The new starting point, with its bumbling frog-men and whimpering children and soggy second acts, was one from which the prequels never really got going or, indeed, properly recovered. This is why it’s helpful to take The Phantom Menace on its own terms. Consider, for instance, its visual design, which, some dodgy CGI and that unspeakable Yoda puppet notwithstanding, is every bit the equal of the Original Trilogy’s in terms of imagination. Indeed the film has several great-looking locations, costumes and aliens, solid cinematography and technical direction, striking and colourful art design, and the best-choreographed lightsaber dual in the series scored to some of composer John Williams’ finest work. This remains true even if you admit that the pod racing sequence lasts at least one lap too long.

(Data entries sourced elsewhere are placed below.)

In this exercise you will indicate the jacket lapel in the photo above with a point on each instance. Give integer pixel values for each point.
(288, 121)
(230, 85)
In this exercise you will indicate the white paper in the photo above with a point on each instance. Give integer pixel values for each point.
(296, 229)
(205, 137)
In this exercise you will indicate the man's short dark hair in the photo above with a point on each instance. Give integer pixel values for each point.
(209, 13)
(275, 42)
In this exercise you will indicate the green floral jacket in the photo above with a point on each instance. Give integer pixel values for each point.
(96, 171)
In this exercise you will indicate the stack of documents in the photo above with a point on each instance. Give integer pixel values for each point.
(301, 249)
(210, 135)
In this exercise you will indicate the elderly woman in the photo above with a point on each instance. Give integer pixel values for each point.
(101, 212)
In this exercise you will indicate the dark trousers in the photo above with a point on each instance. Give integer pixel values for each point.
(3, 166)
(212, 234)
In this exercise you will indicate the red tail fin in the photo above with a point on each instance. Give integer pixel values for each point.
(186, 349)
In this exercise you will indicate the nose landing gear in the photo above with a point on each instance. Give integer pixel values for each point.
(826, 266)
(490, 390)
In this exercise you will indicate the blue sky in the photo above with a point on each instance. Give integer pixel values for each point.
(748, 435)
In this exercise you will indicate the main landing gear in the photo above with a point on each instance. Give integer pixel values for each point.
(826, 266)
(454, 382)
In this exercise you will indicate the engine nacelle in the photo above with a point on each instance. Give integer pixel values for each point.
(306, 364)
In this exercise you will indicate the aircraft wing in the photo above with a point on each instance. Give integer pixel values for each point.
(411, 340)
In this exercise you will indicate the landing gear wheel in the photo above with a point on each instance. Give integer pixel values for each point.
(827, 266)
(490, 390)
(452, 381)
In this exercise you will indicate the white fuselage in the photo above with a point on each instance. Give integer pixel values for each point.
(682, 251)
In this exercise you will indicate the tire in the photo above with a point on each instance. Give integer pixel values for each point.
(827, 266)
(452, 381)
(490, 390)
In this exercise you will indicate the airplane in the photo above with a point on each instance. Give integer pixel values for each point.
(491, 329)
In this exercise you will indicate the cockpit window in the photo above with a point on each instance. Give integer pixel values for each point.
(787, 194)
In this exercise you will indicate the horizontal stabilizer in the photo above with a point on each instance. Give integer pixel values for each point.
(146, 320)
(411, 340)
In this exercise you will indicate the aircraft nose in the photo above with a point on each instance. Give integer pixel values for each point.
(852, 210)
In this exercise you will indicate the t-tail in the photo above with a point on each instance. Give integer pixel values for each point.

Consider also, if you will, the presence of Liam Neeson, who has at various points in his career played Qui-Gon Jinn, his Jedi Knight character here, as well as Oskar Schindler, Ra’s al Ghul, Zeus, and Bryan Mills, making him the de facto expert in doomed father figures. His death at the hands of Darth Maul (Ray Park), the series’ second-most iconic villain, is the only moment in The Phantom Menace with any sense of dramatic weight. His panted final words do more for the audience’s stake in the future of Anakin than any of the boy’s thoroughly misguided feints at innocence, which George Lucas couldn’t write and Jake Lloyd couldn’t perform, and which made no real sense for a character fated to become a robotic, asthmatic executioner regardless.

I don’t think about The Phantom Menace too often, as I’ve confined it to a part of my memory that I rarely have any use for. But when I do I think how it is a product not of George Lucas’s “vision” but of his fear; his fear of fatherhood, of his legacy, and I think how easily it might have been fixed, to use a term less grandiose than “saved”, by simply making Anakin Skywalker older and less cherubic. And fear is the reason, no doubt – what else might compel a man – a myth-maker of the old, Flash Gordon style, no less – to attempt an explanation of “the Force”, that nebulous tool of narrative convenience that nobody in their right mind ever needed or wanted an explanation for. The answer is now as it always was: because without the Force, there would be no galaxy far, far away, and the world would be worse for its absence. Some things require no explanation beyond being the product of a big, ambitious imagination.

Of all the things George Lucas came to misunderstand about the universe he himself created, the one that bothers me most is not that he forgot where it was going, but that he forgot where it came from.